Домна высоко вознесла голос, и вслед за протяжным тоскливым полетом его приподнялась и сама вся, от сухоньких ножонок в шерстяных головках, до черного повойника; и руки, вынырнув из-под передника, тоже вскинулись над головой и с неожиданной силой хлопнулись о колена. Словно бы себя рубила, себя четвертовала Домна, нещадно ударяя сплеча костяными ладонями, и с каждым зачином доставала из грудных крепей трубный надсадный всхлип, похожий на то крайнее, наводящее на всех слезу рыданье, с каким вдова провожает любимого мужа, когда того опускают в могилу. И тут товарки Домнины все зажмурились поначалу, опустили головы, а после и завсхлипывали, заревели не стыдясь.
Как, оказывается, близка бабья слеза, как отзывчива на чужое страданье женская непостигнутая душа, еще не засохшая от скорбей и усталости, ибо ей некогда уже ни засыхать, ни разрушаться... Завозили старухи платками, засморкались, лица набрякли и залоснились.

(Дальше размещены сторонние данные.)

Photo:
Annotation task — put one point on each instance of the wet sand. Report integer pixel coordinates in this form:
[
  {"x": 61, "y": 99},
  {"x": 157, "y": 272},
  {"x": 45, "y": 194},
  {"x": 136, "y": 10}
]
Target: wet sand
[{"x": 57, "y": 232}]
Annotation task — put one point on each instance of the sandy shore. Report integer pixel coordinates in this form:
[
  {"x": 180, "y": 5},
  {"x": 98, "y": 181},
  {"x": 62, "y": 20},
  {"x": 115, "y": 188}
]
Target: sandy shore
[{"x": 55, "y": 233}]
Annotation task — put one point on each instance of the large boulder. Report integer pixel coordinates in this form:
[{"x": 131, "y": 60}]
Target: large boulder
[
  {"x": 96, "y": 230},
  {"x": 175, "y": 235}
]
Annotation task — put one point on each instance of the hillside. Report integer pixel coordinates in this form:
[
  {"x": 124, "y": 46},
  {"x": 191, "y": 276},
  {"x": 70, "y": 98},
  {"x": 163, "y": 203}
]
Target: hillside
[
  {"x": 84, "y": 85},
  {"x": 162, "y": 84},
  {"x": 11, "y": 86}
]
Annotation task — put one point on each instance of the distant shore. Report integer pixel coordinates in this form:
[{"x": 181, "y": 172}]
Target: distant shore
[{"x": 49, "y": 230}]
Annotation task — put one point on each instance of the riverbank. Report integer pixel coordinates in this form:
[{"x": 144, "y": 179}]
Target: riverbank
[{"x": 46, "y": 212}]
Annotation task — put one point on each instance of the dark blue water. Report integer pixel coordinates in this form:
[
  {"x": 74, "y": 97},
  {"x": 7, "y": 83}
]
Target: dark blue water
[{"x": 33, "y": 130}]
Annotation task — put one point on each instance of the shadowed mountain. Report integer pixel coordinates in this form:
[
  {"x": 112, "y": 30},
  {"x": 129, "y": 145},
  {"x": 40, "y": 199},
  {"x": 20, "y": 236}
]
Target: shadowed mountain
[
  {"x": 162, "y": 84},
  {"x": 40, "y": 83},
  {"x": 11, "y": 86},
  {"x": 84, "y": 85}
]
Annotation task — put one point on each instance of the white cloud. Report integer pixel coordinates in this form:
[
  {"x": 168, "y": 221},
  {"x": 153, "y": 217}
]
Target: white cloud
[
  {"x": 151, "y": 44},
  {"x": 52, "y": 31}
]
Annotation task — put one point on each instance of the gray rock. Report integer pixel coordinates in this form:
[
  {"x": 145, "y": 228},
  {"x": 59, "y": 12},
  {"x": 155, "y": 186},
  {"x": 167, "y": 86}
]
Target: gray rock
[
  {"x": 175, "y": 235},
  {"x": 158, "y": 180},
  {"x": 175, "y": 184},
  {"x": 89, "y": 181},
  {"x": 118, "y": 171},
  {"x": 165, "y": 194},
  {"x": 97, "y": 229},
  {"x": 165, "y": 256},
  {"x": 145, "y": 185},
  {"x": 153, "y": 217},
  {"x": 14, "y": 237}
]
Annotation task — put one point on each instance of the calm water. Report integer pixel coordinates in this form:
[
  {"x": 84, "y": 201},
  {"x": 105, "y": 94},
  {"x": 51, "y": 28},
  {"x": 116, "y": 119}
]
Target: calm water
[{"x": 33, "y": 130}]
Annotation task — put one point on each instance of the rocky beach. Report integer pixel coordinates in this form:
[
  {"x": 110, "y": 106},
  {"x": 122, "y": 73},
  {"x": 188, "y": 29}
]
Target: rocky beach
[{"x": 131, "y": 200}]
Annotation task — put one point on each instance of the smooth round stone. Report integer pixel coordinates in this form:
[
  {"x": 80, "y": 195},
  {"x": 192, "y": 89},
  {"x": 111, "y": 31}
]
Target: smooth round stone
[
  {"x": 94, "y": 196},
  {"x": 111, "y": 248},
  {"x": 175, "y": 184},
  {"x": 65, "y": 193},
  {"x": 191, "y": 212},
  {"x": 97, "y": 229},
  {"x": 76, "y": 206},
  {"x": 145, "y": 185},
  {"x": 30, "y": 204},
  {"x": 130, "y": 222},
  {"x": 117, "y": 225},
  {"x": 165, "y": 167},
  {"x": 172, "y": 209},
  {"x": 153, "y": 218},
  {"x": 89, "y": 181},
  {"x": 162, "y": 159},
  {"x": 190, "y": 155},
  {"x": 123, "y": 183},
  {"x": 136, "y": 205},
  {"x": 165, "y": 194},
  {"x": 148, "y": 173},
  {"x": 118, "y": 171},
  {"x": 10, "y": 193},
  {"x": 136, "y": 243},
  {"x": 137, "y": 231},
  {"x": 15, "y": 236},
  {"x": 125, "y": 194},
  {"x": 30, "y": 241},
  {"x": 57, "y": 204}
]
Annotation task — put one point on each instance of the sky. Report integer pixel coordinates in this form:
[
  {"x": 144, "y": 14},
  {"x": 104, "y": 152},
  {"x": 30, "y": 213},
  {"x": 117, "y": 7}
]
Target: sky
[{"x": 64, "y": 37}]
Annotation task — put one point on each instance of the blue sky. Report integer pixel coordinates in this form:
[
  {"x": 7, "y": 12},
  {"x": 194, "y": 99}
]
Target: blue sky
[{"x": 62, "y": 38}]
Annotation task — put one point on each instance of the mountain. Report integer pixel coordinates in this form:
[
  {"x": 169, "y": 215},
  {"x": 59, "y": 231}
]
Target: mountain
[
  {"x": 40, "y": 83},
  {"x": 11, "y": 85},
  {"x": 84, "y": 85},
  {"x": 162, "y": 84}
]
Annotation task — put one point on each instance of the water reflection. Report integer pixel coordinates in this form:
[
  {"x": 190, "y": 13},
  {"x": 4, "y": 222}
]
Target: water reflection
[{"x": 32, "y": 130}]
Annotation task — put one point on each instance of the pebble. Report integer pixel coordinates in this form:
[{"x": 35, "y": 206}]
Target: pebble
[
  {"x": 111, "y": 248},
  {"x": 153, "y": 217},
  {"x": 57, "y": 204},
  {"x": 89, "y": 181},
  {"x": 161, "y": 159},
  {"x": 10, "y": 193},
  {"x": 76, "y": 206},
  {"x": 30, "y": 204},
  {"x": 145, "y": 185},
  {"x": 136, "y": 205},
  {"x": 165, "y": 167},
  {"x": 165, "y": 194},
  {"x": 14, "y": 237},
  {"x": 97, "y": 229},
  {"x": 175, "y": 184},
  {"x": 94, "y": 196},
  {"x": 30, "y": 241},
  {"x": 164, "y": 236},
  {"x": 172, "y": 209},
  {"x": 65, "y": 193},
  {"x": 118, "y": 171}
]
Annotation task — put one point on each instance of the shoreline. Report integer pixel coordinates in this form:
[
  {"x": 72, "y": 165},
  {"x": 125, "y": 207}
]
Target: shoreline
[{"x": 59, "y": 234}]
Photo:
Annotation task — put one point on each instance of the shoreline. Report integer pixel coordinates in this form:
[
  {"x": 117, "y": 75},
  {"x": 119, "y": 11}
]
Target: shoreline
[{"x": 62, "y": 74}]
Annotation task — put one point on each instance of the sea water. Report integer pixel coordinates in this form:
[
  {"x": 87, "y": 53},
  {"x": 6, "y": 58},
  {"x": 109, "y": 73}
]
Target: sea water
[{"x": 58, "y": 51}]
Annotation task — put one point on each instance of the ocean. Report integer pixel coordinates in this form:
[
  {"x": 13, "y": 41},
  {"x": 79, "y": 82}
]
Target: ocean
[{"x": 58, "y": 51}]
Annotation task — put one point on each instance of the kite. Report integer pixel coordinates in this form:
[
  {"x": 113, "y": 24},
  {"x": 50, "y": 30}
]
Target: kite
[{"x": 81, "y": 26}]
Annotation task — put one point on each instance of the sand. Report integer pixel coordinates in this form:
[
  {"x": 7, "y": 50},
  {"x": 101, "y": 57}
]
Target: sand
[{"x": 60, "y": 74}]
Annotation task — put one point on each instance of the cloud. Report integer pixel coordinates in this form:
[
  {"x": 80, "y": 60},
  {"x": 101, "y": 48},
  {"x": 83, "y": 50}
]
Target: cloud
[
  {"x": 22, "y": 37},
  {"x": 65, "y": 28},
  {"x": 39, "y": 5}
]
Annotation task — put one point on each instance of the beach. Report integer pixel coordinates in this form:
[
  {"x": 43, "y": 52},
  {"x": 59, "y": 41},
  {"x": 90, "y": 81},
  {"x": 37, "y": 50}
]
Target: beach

Нать головушку-то да чугунну.
Нать сердечушко-то да каменное.
Нать ведь горлышко-то да жестяное,
Нать утробушку-то да заячинну,
Дольше есть она чтобы да не хотела...
В груди у Баринова тоже неожиданно засаднело, напружилось, ком подкатил к горлу, гнетущая печаль поднялась с самого дна всколыхнувшейся души, и почувствовал профессор, как защипало веки. Он еще пробовал справиться с собою, покусывал губы, уставясь в столетию, иль рассматривал стеариновый сухой профиль своей помощницы, но в какое-то мгновенье вдруг упустил себя и охотно сдался, заплакал, не тая слез. Жизнь, прожитая давно, встала в памяти, и жизнь нынешняя по-иному осветилась, и туманное будущее тут предстало в своей реальной наготе: и понял Баринов, что он лишь крохотное семя, чудом возросшее на миру, коему вскоре завянуть, усохнуть и загинуть. Тленом покроется его имя, полынью зарастет память о нем, и забудут его куда ранее, чем крест погниет, съеденный жучками и лишаями и сроненный ветровалом к совсем чужой, тоже беспамятной могиле. А песня вот эта, исполненная в народе и сохраненная в нем, будет проживать если и не на слуху, так в тайной, незнаемой памяти Руси. Баринов думал цветисто и облегченно слезился по-старчески, легко отдаваясь во власть вопленицы.
Уж как чужа-то дальняя сторона,
Она горем да огорожена,
Тоскою да изнасеяна,
Печалью да изнасажена,
Слезами да исполивана.
А как своя-то да ближняя сторона,
Она радостью да огорожена,
Весельем да изнасеяна,
Она медом да исполивана,
Сахаром да изнасыпана...
– Ой, все, боле не могу, сердечушко лопнет, – оборвала себя вопленица и неожиданно засмеялась, засморкалась, освобождая дыханье. И все вокруг как-то облегченно и радостно заулыбались сквозь прощальную слезу. И лишь Баринов не мог уняться вот так сразу, умом хорошо понимая, что все слышанное сейчас – представление. Пиотр Донович, сердешный, да вы, никак, плачете? – Изумленно воскликнула Домна и жадно впилась взглядом в сытое, ухоженное лицо гостя, в его выпуклые покрасневшие глаза, в низко посаженный шишковатый нос. – Да ты, никак, плачешь, богоданный?
– Да вот, не сдержался. – Баринов отвернулся, чувствуя внезапную неловкость.
– Такая уж песня: хошь не хошь, но уревешься, – заговорили песенницы, уже по-иному оглядывая записывателя. – Вроде бы в шутку запела, но не удержишься, как ни строполи себя, – утешали сердобольно, как больного, тоже чувствуя неловкость оттого лишь, что подсмотрели вроде бы запретное.